İkinci Ergenekon davasında 119’uncu duruşma yapıldı. Aralarında gazeteciler Mustafa Balbay ve Tuncay Özkan’ın da bulunduğu 25’i tutuklu toplam 117 sanığın yargılandığı davanın dünkü duruşmasında söz isteyen İnönü Üniversitesi eski Rektörü Prof. Dr. Fatih Hilmioğlu, “Ben hekimim ve hipokrat yemini ettim. Ettiğim hipokrat yemini gereği size burada gördüğüm iki konuyu anlatmak istiyorum” dedi, şunları söyledi:
Tutuksuz sanık avukat Yusuf Erikel geniz tümörlü bir hasta ve tümörün çapı 6-7 cm’ye ulaşmış. 1 yıl boyunca cezaevinde ve duruşmalarda şikayetlerinin devam etmesine rağmen neden hastaneye sevk edilmemiştir? Tümörün çapı 6-7 cm’ye ulaşmış bir hastanın ömrü en fazla birkaç yılla sınırlıdır. Erikel’in yaşını bilmiyorum ama 30 yılı elinden alınmış.
Prof. Dr Mehmet Haberal’ın rahatsızlığı kalp ritim bozukluğu. Ancak onun ritim bozukluğunun ’Ventriküler Taşikardi’ olduğunu burada öğrendim. Ve bu bozukluk ani ölüme yol açabilecek bir ritim bozukluğudur. 30 gün sonra seçimler var, ancak bu hastalık 30 saniye içinde bile Mehmet Haberal’ı, insanı ölüme götürebilir. (Harvard Üniversitesi’nde yayınlanan bu hastalıkla ilgili bir makaleyi mahkemeye sundu) Bu makalenin daha başında ’Ventriküler Taşikardi eşittir ani kalp ölümü’ yazıyor.

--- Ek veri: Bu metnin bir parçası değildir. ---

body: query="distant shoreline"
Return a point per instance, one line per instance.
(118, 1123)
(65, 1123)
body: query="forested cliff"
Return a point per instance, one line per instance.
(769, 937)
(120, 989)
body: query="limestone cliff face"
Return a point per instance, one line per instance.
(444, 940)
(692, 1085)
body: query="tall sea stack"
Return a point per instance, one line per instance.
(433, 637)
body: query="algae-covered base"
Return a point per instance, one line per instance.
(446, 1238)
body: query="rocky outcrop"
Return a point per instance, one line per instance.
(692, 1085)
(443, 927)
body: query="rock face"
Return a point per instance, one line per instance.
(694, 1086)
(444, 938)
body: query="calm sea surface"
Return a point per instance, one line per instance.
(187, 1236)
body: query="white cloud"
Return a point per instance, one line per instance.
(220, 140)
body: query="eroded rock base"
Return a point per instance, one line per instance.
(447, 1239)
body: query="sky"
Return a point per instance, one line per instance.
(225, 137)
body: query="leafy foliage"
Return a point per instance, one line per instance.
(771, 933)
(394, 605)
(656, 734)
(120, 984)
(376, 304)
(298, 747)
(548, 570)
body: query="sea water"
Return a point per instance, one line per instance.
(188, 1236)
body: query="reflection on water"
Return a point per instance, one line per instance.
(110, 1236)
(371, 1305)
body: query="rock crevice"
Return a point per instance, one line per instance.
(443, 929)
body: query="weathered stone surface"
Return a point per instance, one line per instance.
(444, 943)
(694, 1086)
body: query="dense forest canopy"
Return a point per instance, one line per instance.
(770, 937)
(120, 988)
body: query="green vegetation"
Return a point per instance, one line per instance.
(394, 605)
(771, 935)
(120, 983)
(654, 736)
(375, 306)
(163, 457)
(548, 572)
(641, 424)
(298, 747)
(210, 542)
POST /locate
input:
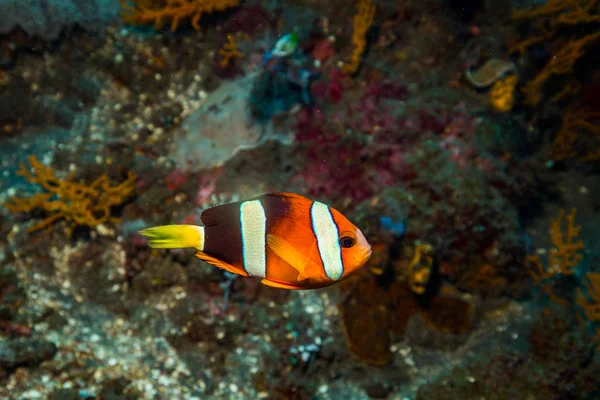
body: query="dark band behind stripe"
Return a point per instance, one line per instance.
(223, 237)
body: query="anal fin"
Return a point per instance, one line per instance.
(220, 264)
(288, 252)
(280, 285)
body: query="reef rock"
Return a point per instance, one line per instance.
(221, 127)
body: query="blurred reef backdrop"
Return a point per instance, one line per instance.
(461, 136)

Bu yazının önünde hipokrat yemini etmiş bütün hekimlerin eğilmesi gerekir, özellikle Haberal’la ilgili raporu hazırlayan hekimlerin.
Meslektaşlarımın gözündeki korkuyu gördüm. Tedavi gördüğüm hastanelerde bana doğrudan da söylediler. Meslektaşlarım üzerindeki bu korku ortamı devam ettiği sürece Yusuf Erikel vakası ne ilk ne de son olacak. Korku ortamını kim yaratmıştır bilmiyorum, ama bu korku ortamını yok etmede size büyük görev düşüyor. Meslektaşlarım üzerindeki bu korkuyu kaldırın. Yusuf Erikel bu salonda kan kustu. Adalet kan kusturuyor. Bir hukuk insana kan kusturuyorsa diyebilir miyiz ki içinde adalet var. Böyle bir şey olabilir mi?